Fournisseurs d‘accès à Internet

La Cour précise la responsabilité

d'Lëtzebuerger Land du 11.04.2014

C’est un arrêt qui fera date et qui précise la responsabilité des fournisseurs d’accès à Internet lors de téléchargement illégal. La Cour de justice de l’Union européenne a estimé, le 27 mars, qu’un fournisseur d’accès à Internet (FAI) pouvait se voir ordonner de bloquer l’accès à un site internet qui porte atteinte au droit d’auteur. Sans pour autant devoir « filtrer » le contenu en ligne afin d’éviter toute violation du droit d’auteur, ce qui ne fait pas peser sur lui un coût disproportionné pour ce faire.

L’affaire a été portée devant les juges européens de Luxembourg par l’Oberster Gerichtshof, la Cour suprême autrichienne. Le litige initial oppose le fournisseur d’accès UPC Telekabel Wien à l’entreprise allemande Constantin Film Verleih, qui détient les droits des films Vic le Viking et Pandorum, et à l’entreprise autrichienne Wega Filmproduktionsgesellschaft, qui détient les droits du film Le ruban blanc. Ces deux sociétés de production ayant constaté que le site kino.to diffusait des films de leurs catalogues sans leur autorisation avaient obtenu de la justice autrichienne une injonction à Telekabel de bloquer l’accès à ce site.

Même si kino.to a dû cesser son activité en juin 2011, Telekabel a contesté cette décision estimant qu’il n’entretenait aucune relation commerciale avec les exploitants de ce site et récuse la qualification « d’intermédiaire » utilisée par la justice autrichienne. Il ajoute que certaines des mesures de blocage sont coûteuses et que l’injonction qui lui a été imposée constitue une violation de la liberté d’entreprise

reconnue par les droits fondamentaux européens. L’Oberster Gerichtshof demande donc à la Cour de justice d’interpréter la directive de l’Union sur les droits d’auteur ainsi que les droits fondamentaux reconnus par le droit de l’UE, dont celui d’entreprendre. Cette directive 2001/29 prévoit la possibilité, pour les titulaires de droits, de demander qu’une ordonnance sur requête soit rendue à l’encontre des intermédiaires dont les services sont utilisés par un tiers pour porter atteinte à leurs droits.

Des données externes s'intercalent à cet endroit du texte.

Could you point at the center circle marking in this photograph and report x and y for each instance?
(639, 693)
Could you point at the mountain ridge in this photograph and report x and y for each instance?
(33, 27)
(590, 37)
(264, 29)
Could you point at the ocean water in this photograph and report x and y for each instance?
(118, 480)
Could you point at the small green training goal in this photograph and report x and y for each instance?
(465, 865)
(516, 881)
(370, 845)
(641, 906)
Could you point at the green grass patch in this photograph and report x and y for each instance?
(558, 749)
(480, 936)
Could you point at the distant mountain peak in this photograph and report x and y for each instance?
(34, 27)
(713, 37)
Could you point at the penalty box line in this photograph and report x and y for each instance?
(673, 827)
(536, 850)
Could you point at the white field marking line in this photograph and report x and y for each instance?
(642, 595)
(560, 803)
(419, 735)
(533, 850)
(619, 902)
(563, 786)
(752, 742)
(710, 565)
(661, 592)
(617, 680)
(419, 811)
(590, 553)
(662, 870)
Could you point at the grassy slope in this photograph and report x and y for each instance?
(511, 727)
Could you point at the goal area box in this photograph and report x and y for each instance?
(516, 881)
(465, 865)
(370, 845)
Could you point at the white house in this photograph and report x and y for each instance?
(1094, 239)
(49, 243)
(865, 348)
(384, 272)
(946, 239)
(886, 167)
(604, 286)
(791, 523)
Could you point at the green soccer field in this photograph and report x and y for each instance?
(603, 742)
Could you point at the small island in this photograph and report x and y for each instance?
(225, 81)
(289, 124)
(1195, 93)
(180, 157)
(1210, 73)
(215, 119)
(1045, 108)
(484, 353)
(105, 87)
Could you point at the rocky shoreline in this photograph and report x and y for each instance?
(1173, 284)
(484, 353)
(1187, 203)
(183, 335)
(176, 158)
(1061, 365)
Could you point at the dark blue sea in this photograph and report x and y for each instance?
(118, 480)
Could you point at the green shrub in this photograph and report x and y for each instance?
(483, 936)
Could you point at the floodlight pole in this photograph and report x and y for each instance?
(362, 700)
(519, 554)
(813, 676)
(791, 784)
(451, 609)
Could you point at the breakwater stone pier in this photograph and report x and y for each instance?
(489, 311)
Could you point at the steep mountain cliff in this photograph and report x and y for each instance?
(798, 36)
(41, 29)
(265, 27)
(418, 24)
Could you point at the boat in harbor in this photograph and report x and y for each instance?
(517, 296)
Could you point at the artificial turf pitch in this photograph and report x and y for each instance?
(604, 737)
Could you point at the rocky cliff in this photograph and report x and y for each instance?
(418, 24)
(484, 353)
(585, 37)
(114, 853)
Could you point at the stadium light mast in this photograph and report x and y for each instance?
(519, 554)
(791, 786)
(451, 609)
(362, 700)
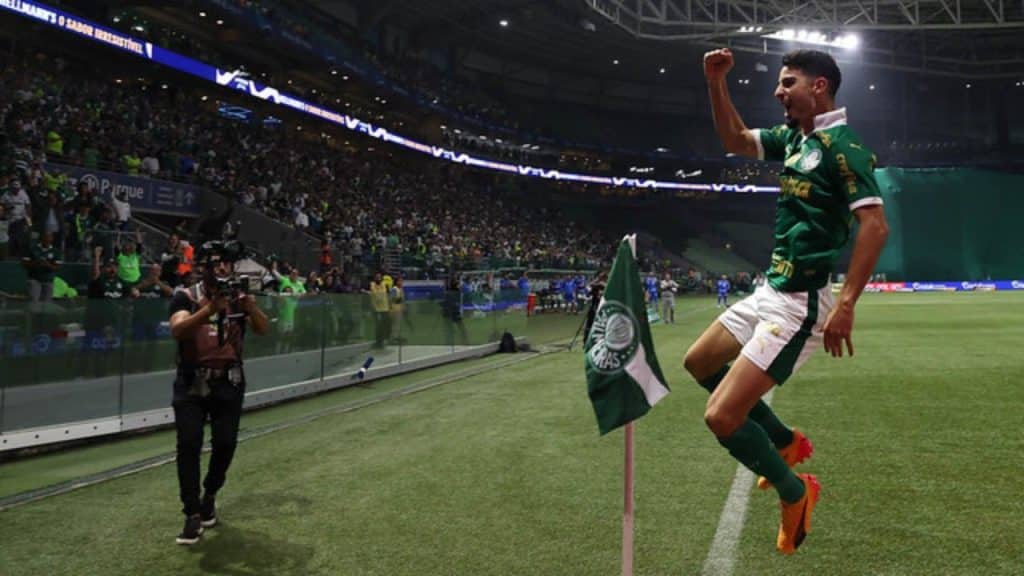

La Cour confirme en premier lieu qu’un fournisseur d’accès qui […] permet à ses clients d’accéder à des objets protégés mis à la disposition du public sur Internet par un tiers est un intermédiaire au sens de l’article 8 de la directive dont les services sont utilisés pour porter atteinte à un droit d’auteur. Et comme il participe à la violation du droit d’auteur en ligne, il est légitime qu’il lui soit demandé d’empêcher cette activité illégale par le blocage de certains sites Internet.

Contrairement aux précédents arrêts Scarlett Extended et Sabam, qui interdisaient à un juge d’imposer à un FAI de mettre en place un système de filtrage de son propre chef, car la mesure était disproportionnée, la situation est différente ici. Le blocage d’accès à des sites Internet illégaux est demandé, via la justice, par les détenteurs de droit d’auteur, victimes de piratage.

Néanmoins, les juges donnent en partie raison à Telekabel en ce qu’ils précisent que le blocage ne doit pas se faire aux dépens du droit à la liberté d’entreprise du FAI et du droit à l’accès licite aux informations pour les utilisateurs. Le FAI peut en effet choisir les mesures qu’il mettra en place pour bloquer ou limiter l’accès au site incriminé : une injonction de blocage ne doit pas prescrire de moyens particuliers pour ce faire. Il peut être exonéré de toute responsabilité et d’astreinte s’il prouve qu’il a pris « toutes les mesures raisonnables » pour bloquer ou limiter l’accès. C’est au juge national de vérifier au cas par cas que ces principes fondamentaux sont bien respectés.